Cut them apart and trim them to 2 1/2" squares. I recently bought a Quilt in a Day triangle square up ruler, and I love it for trimming. As you can see, you aren't trimming off much.
Snip off the tips before you press them open.
Once you have your HSTs trimmed & pressed, decide which way you want them to spin. I think I prefer the white to be on the bottom of the half square triangle, instead of on top like in these pictures. But you can decide for yourself.
Sew them together in pairs. Then sew two pairs together for your pinwheel. I open out the center seam when I press, it seems to give me the flattest block. Now you have a pinwheel! Repeat two more times.

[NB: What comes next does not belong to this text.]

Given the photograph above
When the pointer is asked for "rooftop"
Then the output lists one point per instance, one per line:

Next, start piecing together your squares. This block is put together in three columns, as shown below. (don't be intimidated by my artistic skills, lol!) The arrows show the direction for pressing most of the seams, to allow them to nest neatly together.
For the first column, piece three of the 2.5" squares together. Then attach a white 2.5" x 6.5" strip to it. Repeat. This unit gets stitched in between a pinwheel block and a set of two 2.5" blocks(sewn together).
For the middle, it's two of the 2.5" squares stitched together, with a white 2.5" x 4.5" strip sewn to it. Repeat. Then place one unit on the top and bottom of a pinwheel block.
The third column is the same as the first, only upside down.